Close Brothers said it believed the scale of this issue had not been fully appreciated and would trigger further write-downs and, combined with the impact of a worsening wider economy, a second credit crunch in due course.

Gareth Davies, managing director in Close Brothers’ European restructuring and debt advisory group, said: ‘The commercial property world has not seen a significant downturn since the early 1990s when the financing structures deployed were much simpler and less aggressive.

‘Banks adopted a strategy of selling assets into a distressed market however; this caused a death spiral with ever decreasing prices.

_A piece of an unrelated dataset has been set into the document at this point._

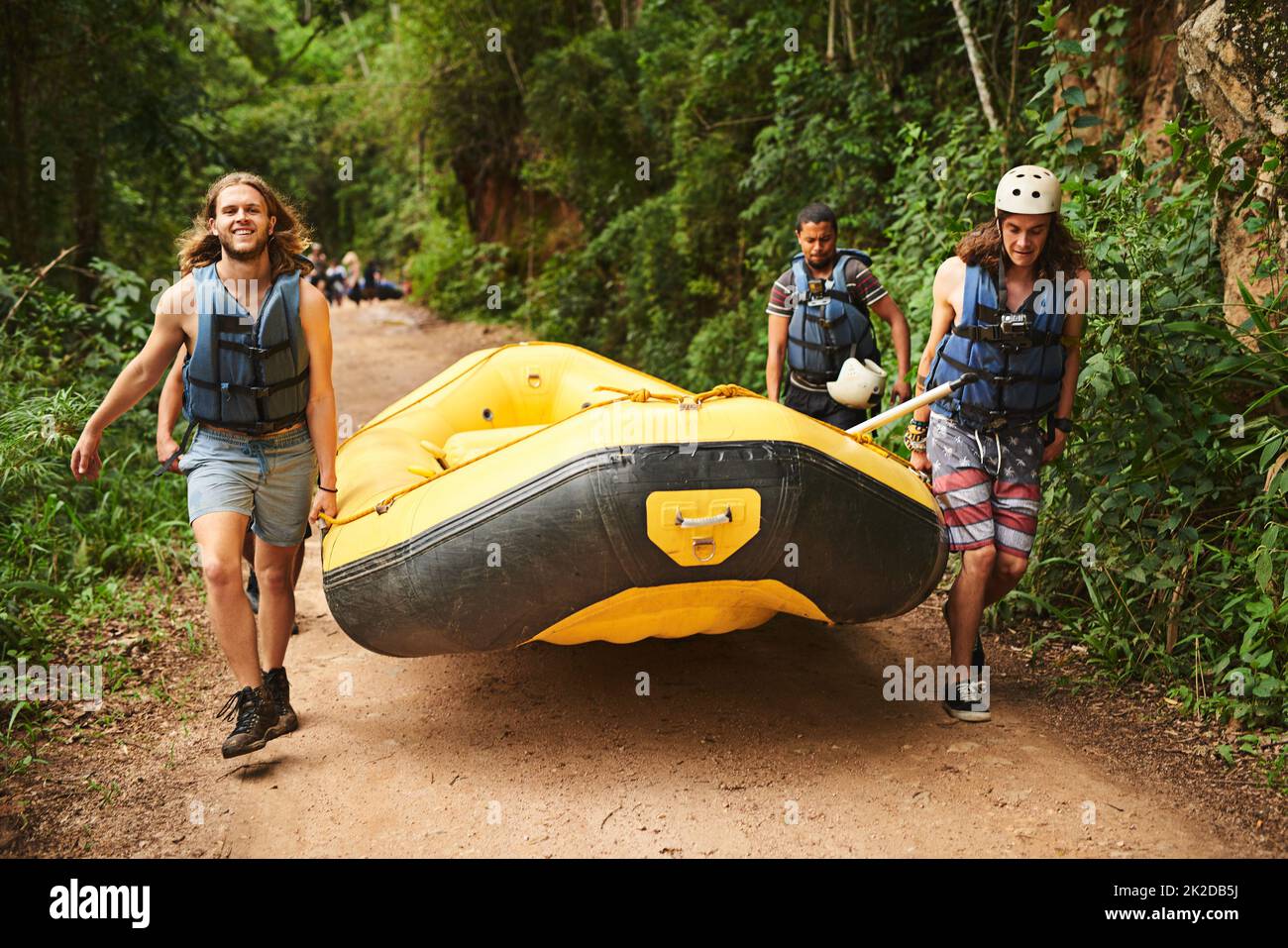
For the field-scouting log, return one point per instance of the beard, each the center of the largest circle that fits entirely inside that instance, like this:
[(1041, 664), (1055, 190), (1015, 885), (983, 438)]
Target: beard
[(244, 256)]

Therefore, alternative solutions to restructure the indebted sector are required this time round, for example debt conversions, new third party investment or partial asset sales.

‘There will be significant risk and difficulty of implementing a consensual funding strategy between the multiple stakeholders in these complex structures. For instance, there will be many differing agendas to align.

‘In addition to enhancing the risk of a restructuring or refinancing failing, secondary market investors will increasingly take advantage by acquiring ransom strips with the aim of exploiting their nuisance value to be refinanced or bought out at a profit further amplifying the problem.’